When Tehran choked the Strait of Hormuz on February 28, the world lost 14 million barrels of daily oil supply, triggering the largest disruption in modern history. While a fragile ceasefire now holds, the global economy has essentially spent its entire insurance policy to prevent a full-scale energy catastrophe.

The market’s resilience during the four-month conflict defied historical precedents. Governments coordinated the release of one billion barrels from strategic and commercial inventories, while Saudi Arabia and the UAE successfully bypassed the bottlenecked waterway. China, acting as a quiet stabilizer, leveraged its 1.4 billion-barrel reserve and a surge in electric vehicle adoption to dampen domestic demand, preventing the price of Brent crude from spiraling beyond its peak of 126 dollars per barrel.

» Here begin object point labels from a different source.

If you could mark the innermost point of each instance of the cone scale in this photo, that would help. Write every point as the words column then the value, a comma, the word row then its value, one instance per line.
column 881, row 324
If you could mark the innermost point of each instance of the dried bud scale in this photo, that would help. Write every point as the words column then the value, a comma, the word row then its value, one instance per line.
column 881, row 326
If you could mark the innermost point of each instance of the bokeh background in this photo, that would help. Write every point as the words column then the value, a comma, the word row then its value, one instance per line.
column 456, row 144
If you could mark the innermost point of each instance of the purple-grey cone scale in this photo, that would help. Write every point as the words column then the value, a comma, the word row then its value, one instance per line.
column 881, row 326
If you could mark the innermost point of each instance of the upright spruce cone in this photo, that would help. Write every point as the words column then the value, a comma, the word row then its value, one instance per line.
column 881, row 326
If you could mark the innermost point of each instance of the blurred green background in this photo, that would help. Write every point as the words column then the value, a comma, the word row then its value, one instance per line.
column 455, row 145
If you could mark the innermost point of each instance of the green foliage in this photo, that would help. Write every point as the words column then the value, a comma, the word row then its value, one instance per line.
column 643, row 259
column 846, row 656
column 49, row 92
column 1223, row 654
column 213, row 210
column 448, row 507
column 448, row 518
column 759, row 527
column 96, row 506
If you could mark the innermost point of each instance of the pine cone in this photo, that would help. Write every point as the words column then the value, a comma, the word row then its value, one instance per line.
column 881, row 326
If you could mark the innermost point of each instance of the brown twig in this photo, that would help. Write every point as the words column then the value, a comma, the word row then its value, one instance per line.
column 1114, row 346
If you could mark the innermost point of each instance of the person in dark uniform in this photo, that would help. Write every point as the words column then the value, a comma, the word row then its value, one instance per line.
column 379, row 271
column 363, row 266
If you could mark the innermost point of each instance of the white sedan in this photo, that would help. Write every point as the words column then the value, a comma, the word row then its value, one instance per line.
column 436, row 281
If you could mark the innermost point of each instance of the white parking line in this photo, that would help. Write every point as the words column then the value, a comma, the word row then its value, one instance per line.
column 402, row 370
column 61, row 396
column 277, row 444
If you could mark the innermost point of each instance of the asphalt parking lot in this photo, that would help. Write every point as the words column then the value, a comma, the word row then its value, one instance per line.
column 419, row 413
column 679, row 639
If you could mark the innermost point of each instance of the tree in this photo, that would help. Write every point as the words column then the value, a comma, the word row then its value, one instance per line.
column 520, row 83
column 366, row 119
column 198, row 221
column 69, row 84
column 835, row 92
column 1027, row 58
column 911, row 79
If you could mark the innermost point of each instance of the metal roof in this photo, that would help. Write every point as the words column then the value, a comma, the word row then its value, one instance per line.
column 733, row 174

Despite this performance, the stability is deceptive. The global energy system has been hollowed out, with emergency buffers significantly depleted and critical Gulf infrastructure still in need of years of reconstruction. Replacing the consumed reserves could cost upwards of 70 billion dollars, a daunting fiscal burden given current inflationary pressures. With the ceasefire between Washington and Tehran remaining tenuous and nuclear negotiations stalled, the margin for error has vanished. Should another shock occur before these stockpiles are replenished, the world will find itself with far fewer tools to prevent a severe economic downturn.